Whip use in horse racing is a very controversial issue; their use has increasingly become an animal welfare concern. Whip use, which is widely believed to cause a horse to run faster, is a form of positive punishment which may result in a fear response. Positive punishment is one of four principles that make up equine learning theory, and means adding (“positive”) an unpleasant stimulant (“punishment”) to dissuade the horse from exhibiting an undesirable behaviour (such as losing speed or running slowly). Other research has shown that animals trained using punishment actually learn and respond slower than animals trained with reinforcement (pleasant stimuli).
Quarter horses are bred to run at top speeds over a quarter of a mile.

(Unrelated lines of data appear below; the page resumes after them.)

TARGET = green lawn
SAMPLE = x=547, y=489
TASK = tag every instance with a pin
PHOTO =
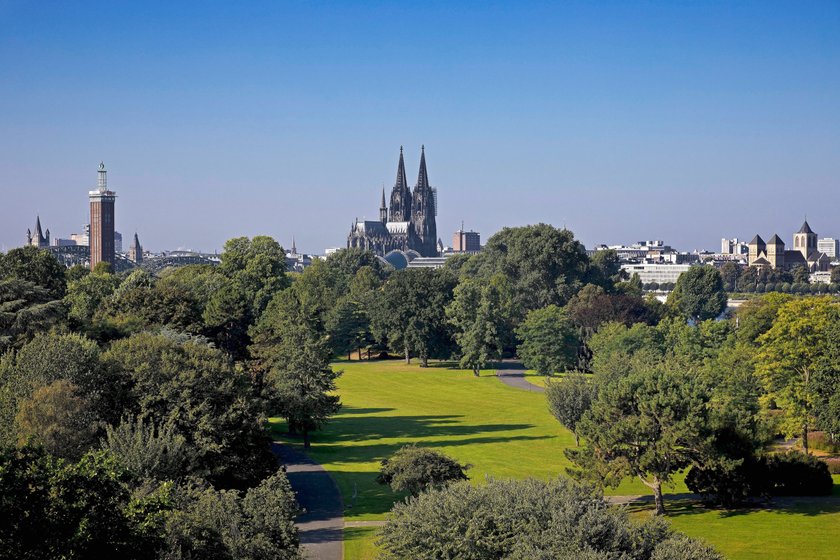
x=501, y=432
x=803, y=530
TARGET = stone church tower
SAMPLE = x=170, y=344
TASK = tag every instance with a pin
x=401, y=195
x=805, y=240
x=410, y=223
x=423, y=211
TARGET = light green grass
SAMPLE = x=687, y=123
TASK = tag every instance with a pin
x=360, y=543
x=803, y=530
x=500, y=431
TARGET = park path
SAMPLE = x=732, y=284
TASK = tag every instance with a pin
x=513, y=375
x=321, y=527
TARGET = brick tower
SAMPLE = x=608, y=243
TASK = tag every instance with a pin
x=102, y=221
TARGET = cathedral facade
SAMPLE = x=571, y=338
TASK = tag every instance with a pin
x=409, y=223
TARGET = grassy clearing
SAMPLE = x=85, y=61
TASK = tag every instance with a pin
x=500, y=431
x=801, y=530
x=505, y=432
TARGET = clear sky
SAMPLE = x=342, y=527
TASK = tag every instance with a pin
x=683, y=121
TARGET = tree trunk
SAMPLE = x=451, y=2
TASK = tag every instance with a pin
x=657, y=497
x=805, y=437
x=656, y=486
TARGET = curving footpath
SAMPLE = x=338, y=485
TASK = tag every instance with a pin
x=513, y=375
x=321, y=526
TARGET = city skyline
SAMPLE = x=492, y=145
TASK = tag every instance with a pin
x=682, y=123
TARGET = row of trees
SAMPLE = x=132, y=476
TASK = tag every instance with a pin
x=709, y=396
x=132, y=420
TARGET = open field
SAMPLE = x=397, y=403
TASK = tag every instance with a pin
x=503, y=432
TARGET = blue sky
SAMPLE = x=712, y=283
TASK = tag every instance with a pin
x=682, y=121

Whips have always been employed, but these days the public’s concern lies mainly in the excessive use of the whip. When used with enough repetitions and with enough force, whips can leave welts on a horse’s body. Using whips as a method of urging horses to run faster may have negative psychological effects. Regulations in all horse racing organizations dictate how often and where on the horse’s body the whip can be used in a race. Some countries have even completely banned the use of whips, with no apparent detriment to the country’s racing industry.

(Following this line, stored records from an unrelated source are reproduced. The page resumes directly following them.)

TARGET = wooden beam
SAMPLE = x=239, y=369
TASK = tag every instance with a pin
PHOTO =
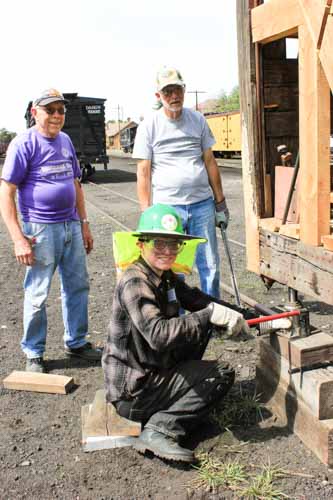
x=295, y=415
x=252, y=175
x=314, y=387
x=320, y=26
x=306, y=268
x=275, y=19
x=314, y=120
x=38, y=382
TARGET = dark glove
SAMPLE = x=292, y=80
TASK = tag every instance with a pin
x=221, y=214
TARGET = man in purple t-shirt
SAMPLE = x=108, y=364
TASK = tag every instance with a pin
x=41, y=166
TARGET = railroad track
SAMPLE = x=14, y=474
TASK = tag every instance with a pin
x=134, y=201
x=125, y=227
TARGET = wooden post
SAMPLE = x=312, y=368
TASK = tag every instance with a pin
x=314, y=123
x=252, y=175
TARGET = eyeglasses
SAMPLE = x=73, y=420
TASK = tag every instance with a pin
x=174, y=246
x=171, y=89
x=51, y=111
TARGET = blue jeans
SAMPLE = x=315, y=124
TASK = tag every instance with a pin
x=58, y=245
x=199, y=219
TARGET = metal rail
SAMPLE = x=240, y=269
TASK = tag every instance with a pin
x=133, y=200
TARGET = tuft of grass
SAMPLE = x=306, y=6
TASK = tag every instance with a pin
x=238, y=411
x=262, y=486
x=213, y=474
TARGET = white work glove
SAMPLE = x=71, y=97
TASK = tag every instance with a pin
x=221, y=214
x=231, y=320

Undergraduate research completed with Dr. Katrina Merkies at the University of Guelph’s Kemptville Campus focused on the relationship between whip use on horses and each horse’s placing at the end of the race. The results showed that the slower running horses were whipped more than the faster horses, and ultimately there was no correlation between frequency of whip use on the horse and its speed and placing in the race. The research also looked at the frequency of whip use by experienced jockeys versus inexperienced jockeys; the results showed that the experienced jockeys, who on average did not place higher than inexperienced jockeys, used their whips more frequently.

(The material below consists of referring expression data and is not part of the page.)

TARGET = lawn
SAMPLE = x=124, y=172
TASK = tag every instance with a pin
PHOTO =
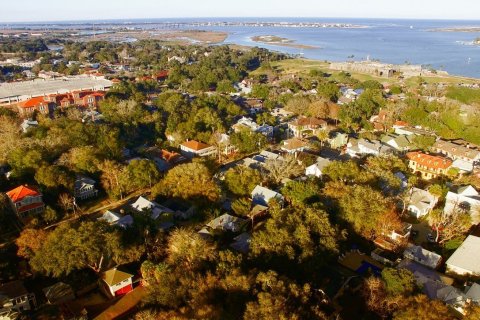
x=123, y=305
x=304, y=66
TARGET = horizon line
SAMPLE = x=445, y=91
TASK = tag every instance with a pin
x=232, y=17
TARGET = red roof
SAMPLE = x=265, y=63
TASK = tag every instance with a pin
x=33, y=102
x=21, y=192
x=429, y=161
x=195, y=145
x=401, y=123
x=30, y=207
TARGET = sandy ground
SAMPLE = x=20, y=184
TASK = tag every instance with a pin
x=173, y=35
x=283, y=42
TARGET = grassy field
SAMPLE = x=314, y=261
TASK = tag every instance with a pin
x=304, y=66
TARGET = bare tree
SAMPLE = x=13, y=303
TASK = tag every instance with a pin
x=449, y=225
x=280, y=169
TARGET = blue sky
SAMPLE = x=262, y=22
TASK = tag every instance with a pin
x=49, y=10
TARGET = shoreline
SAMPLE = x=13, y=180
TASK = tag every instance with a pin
x=456, y=29
x=279, y=41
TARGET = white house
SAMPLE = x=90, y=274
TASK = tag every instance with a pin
x=194, y=148
x=466, y=259
x=224, y=223
x=143, y=205
x=363, y=146
x=84, y=188
x=262, y=195
x=400, y=143
x=110, y=217
x=456, y=151
x=466, y=199
x=117, y=282
x=294, y=145
x=28, y=124
x=14, y=297
x=422, y=256
x=317, y=168
x=420, y=202
x=247, y=123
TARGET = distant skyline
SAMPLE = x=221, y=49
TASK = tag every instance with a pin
x=62, y=10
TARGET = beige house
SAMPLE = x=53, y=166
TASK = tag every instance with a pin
x=303, y=126
x=428, y=166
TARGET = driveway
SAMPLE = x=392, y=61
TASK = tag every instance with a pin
x=423, y=230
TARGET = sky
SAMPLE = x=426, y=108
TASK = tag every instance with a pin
x=59, y=10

The implications of this research for equine welfare are significant. It could lead to more accountability and transparency from the tracks and horses’ owners, trainers and jockeys. “There should be more focus on properly using learning theory in the training of racehorses,” says Merkies . “The application of learning theory would aid in developing a more strategic and technical approach to training, rather than relying on punishment to urge horses to run faster.”